“A new period of political instability is the last thing the Romanians need now. Romania has changed government twice this year. Thousands of people took to the streets in January to protest against the austerity measures and denounce the living standards”.
“President Traian Basescu and Prime Minister Victor Ponta attack each other without remorses. The battle started a month ago, when Ponta announced his intention to replace the president at the European Council summit,” notes financial journal in a paper called “Victor Ponta at war “, recalling that the Romanian Prime Minister continued the disputes, suggesting the initiation of suspension of President Basescu.
“The fight between the Romanian top political leaders monopolized the public debate; the main issues of Romania’s agenda at the European Council – such as the access to structural funds and the Schengen accession – are not important anymore for the public debate. Even Foreign Minister Andrei Marga was unable to present country’s official agenda for the European summit. When asked by Romanian media about Bucharest’s position at the Brussels summit, his spokesman said that Mr Marga did not have enough time to “process information”, says The Economist.
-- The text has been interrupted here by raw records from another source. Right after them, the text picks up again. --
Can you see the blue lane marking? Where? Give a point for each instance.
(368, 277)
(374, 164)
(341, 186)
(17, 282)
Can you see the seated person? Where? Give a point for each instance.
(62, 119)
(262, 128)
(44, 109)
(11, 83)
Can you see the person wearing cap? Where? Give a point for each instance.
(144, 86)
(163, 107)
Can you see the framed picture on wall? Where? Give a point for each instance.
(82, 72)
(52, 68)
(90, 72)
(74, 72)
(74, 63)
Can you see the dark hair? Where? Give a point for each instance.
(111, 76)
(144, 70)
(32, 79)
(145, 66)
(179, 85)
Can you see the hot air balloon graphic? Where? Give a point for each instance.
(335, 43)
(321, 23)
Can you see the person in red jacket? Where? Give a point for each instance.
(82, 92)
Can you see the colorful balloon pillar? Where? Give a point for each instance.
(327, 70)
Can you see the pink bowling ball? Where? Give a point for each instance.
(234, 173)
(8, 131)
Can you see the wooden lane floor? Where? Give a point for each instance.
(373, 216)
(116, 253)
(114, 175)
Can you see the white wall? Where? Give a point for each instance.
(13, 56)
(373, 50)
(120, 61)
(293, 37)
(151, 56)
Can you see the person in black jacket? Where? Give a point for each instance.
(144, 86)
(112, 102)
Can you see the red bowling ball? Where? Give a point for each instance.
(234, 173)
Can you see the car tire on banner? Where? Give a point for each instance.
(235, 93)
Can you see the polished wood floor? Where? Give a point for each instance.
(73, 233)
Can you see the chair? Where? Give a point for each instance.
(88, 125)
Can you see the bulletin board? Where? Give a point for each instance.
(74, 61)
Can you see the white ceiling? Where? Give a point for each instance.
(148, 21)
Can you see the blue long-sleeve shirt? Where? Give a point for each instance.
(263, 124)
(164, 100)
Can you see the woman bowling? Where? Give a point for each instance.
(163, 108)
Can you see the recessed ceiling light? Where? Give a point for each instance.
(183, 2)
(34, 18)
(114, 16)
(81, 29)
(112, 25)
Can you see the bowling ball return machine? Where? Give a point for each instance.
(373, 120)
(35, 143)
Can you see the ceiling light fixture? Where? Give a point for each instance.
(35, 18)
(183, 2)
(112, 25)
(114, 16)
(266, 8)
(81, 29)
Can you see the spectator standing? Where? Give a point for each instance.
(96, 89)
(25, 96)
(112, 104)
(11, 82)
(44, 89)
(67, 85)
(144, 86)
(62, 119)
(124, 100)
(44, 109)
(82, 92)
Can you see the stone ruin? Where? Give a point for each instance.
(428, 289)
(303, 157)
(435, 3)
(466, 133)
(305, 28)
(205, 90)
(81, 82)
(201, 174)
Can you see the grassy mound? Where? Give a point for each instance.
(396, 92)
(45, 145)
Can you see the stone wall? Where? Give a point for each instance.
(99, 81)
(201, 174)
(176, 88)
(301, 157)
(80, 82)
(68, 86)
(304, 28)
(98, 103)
“Why is it so important who represents Romania at the European Council? Actually Brussels, does not really care if Romania is represented by the President or Prime Minister, given that fact that the country does not have a great influence on the European Council decisions,” added the financial magazine.
The Economist points out that Ponta was recently accused by the journal Nature for plagiarising significant that parts of his PhD thesis, but the Romanian Prime Minister rejected the allegations stating as usually that President Basescu is behind scandal. Apparently there is a new absurd trend in Romania at this moment: for any mistake made by politicians, Basescu is to blame.
In an interview with The Economist, Ponta admitted that Romania is currently experiencing a crisis of international credibility. According to The Economist, the high-level disputes do not help the nation at all. Ponta believes that disputes will be over only after the parliamentary elections in autumn, when Romania could change the government again, but till then it might be too late.
“Meanwhile, how does this crisis affect Romania? The nation currency dropped to a record level against the euro. The political disputes can influence also Romania’s chances to become a member of the Schengen passport free area this year. Political leaders in Bucharest seem to have forgotten already the thousands of people who protested in the cold early this year,” concludes The Economist blog.